KARAHASAN: Das ist Sarajevo! Es gibt eine Unzahl orientalischer Städte, die prachtvoller und spektakulärer sind als Sarajevo. Auch gibt es viele mitteleuropäische Städte, die größer, schöner und bedeutender sind. Aber es gibt keine Stadt in der Welt, in der Orient und Okzident so nahtlos ineinanderfließen. So auch im Alltag. Nirgendwo sonst haben Muslime, Christen und Juden eine so unmittelbare Erfahrung von der Religion des jeweils anderen und können dessen Glauben so konkret mitleben wie in Sarajevo. Ich bin nicht weniger Muslim, wenn ich jedes Jahr mit meinen katholischen Freunden die Freude ihrer Feiertage teile.

Hat der Krieg dieses einzigartige Miteinander nicht zerstört?
KARAHASAN: Natürlich ist nichts mehr wie früher. Die Kriminellen, die von 1992 bis 1995 den Krieg in Bosnien angezettelt haben, wollten uns einreden, dass Muslime, Katholiken und Orthodoxe natürliche Feinde seien. Gott sei Dank hat das nicht funktioniert. Immer noch leben die Leute gut zusammen, sie sprechen miteinander und helfen einander. Immer noch sind viele Bosnier überzeugt, dass die tägliche Begegnung mit Andersgläubigen und Andersdenkenden für ihre eigene Identität wichtig ist, da sie ihnen helfen, sich selber besser zu verstehen. Der Kern des alten Bosnien hat überlebt. Der Krieg hat nicht gesiegt.

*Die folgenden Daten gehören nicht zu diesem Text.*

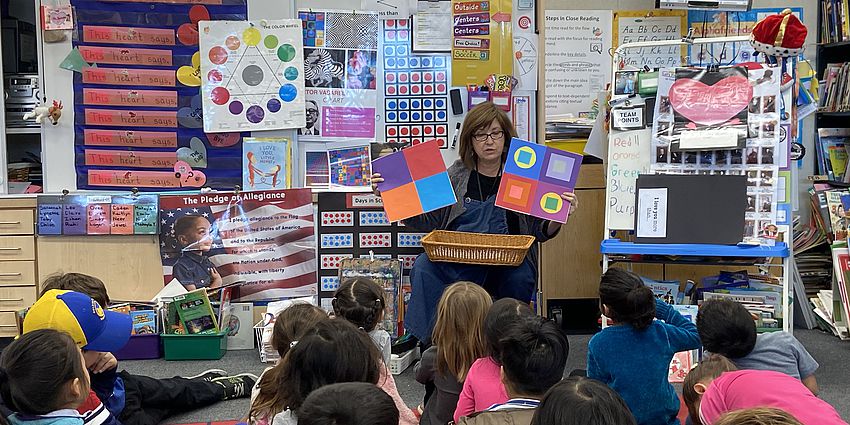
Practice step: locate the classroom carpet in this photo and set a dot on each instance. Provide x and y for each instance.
(832, 354)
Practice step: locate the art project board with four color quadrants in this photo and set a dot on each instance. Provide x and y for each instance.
(535, 176)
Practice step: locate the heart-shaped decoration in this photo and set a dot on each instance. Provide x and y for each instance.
(195, 155)
(223, 140)
(187, 176)
(191, 75)
(711, 105)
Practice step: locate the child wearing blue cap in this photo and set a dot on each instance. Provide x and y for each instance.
(133, 399)
(43, 378)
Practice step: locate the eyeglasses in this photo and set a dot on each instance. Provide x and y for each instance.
(496, 136)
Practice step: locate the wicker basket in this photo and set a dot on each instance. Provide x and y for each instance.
(476, 248)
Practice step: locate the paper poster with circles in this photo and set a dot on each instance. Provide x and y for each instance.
(534, 178)
(252, 75)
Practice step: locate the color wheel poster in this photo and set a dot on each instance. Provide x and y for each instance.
(264, 239)
(138, 115)
(340, 74)
(252, 75)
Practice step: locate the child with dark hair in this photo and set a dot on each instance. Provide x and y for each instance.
(361, 301)
(332, 405)
(43, 378)
(290, 326)
(483, 385)
(194, 269)
(334, 352)
(581, 401)
(133, 399)
(727, 328)
(533, 353)
(632, 355)
(715, 387)
(758, 416)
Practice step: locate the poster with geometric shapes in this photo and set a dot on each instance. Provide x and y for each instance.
(340, 74)
(534, 178)
(415, 181)
(252, 75)
(138, 114)
(416, 100)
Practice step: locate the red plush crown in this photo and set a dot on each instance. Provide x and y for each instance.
(779, 35)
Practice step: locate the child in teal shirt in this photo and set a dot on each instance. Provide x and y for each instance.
(633, 355)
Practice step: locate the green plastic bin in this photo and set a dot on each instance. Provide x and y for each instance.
(195, 347)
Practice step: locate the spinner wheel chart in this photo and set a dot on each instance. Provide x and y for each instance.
(252, 75)
(525, 55)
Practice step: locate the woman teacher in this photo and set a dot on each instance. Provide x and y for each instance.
(484, 141)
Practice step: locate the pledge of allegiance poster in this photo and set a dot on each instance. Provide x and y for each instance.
(265, 239)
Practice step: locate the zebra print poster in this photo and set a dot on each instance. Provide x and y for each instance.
(340, 74)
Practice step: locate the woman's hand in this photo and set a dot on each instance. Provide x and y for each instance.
(570, 197)
(375, 179)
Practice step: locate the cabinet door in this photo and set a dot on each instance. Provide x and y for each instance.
(571, 262)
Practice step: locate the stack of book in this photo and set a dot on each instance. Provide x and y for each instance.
(835, 88)
(835, 26)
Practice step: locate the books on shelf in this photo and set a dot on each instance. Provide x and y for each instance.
(835, 88)
(834, 23)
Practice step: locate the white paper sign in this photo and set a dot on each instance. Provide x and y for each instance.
(628, 157)
(637, 29)
(387, 9)
(627, 118)
(578, 66)
(652, 213)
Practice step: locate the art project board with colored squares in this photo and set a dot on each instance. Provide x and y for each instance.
(534, 178)
(415, 181)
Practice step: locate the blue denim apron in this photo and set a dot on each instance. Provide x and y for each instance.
(429, 280)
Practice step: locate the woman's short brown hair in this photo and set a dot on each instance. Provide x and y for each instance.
(479, 117)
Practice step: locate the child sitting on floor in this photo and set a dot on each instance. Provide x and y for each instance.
(362, 302)
(632, 355)
(290, 326)
(483, 386)
(533, 353)
(715, 387)
(332, 405)
(44, 379)
(581, 401)
(134, 398)
(758, 416)
(458, 341)
(335, 352)
(727, 328)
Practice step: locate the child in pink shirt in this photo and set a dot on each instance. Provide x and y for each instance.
(715, 387)
(483, 386)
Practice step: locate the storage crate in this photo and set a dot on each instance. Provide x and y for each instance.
(141, 347)
(476, 248)
(398, 363)
(194, 347)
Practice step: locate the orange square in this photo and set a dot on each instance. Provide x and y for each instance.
(402, 202)
(515, 192)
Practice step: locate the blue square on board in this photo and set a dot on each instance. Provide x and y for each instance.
(525, 159)
(435, 192)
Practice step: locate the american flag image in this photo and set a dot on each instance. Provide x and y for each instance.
(265, 239)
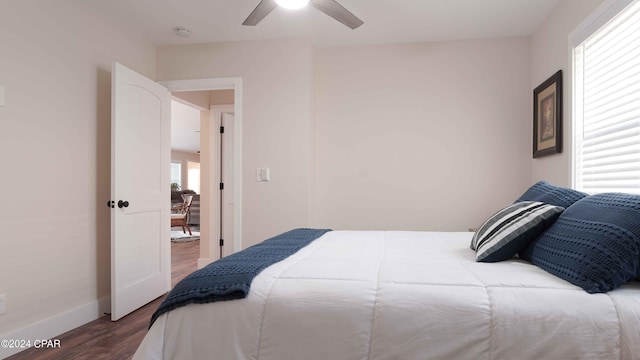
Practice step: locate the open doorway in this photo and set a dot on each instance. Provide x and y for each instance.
(185, 178)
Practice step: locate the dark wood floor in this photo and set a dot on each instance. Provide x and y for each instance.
(104, 339)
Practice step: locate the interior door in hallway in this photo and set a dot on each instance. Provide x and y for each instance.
(227, 202)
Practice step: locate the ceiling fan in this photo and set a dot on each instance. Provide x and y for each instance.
(329, 7)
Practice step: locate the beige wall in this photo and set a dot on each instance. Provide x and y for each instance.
(221, 97)
(277, 80)
(426, 136)
(549, 53)
(196, 98)
(55, 65)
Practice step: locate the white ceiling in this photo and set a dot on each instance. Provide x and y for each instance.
(385, 21)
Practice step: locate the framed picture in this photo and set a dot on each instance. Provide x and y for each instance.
(547, 117)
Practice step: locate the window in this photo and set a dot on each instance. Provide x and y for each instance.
(606, 107)
(176, 173)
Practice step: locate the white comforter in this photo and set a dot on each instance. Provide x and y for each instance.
(402, 295)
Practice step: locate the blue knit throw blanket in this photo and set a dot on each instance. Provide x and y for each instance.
(230, 277)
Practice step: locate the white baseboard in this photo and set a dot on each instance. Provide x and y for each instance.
(202, 262)
(57, 325)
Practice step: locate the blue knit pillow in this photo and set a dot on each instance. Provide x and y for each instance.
(511, 229)
(550, 194)
(594, 244)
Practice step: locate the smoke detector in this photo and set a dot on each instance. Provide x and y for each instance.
(182, 32)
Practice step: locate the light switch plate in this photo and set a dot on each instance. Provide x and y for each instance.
(3, 304)
(262, 174)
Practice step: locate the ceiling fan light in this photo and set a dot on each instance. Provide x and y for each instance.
(292, 4)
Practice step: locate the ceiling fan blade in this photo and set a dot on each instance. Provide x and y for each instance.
(263, 9)
(338, 12)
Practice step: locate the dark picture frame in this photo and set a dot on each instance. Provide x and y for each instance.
(547, 117)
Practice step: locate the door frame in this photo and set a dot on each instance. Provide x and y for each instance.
(209, 249)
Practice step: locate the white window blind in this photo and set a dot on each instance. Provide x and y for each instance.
(607, 106)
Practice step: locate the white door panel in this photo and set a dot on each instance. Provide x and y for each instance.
(140, 152)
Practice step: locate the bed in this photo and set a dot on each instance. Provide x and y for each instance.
(426, 295)
(402, 295)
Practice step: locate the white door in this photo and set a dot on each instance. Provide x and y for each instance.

Sie glauben, dass der Bosnienkrieg der traurige Endpunkt eines Verhängnisses war, das mit den Schüssen von Sarajevo vor 100 Jahren seinen Anfang nahm.
KARAHASAN: Mehr als das. Ich behaupte sogar, dass sich das kurze 20. Jahrhundert zwischen zwei Brücken von Sarajevo abgespielt hat. Begonnen hat es an der Lateinerbrücke, wo am 28. Juni 1914 Franz Ferdinand und seine Frau Sophie vom jugendlichen Attentäter Gavrilo Princip erschossen wurden. Und geendet hat das Jahrhundert am 6. April 1992 auf der Vrbanjabrücke, wo Suada Dilberovic und Olga Sucic von Heckenschützen erschossen wurden. Die Mädchen hatten für den Frieden demonstriert. Wenige Tage später ging der Krieg los.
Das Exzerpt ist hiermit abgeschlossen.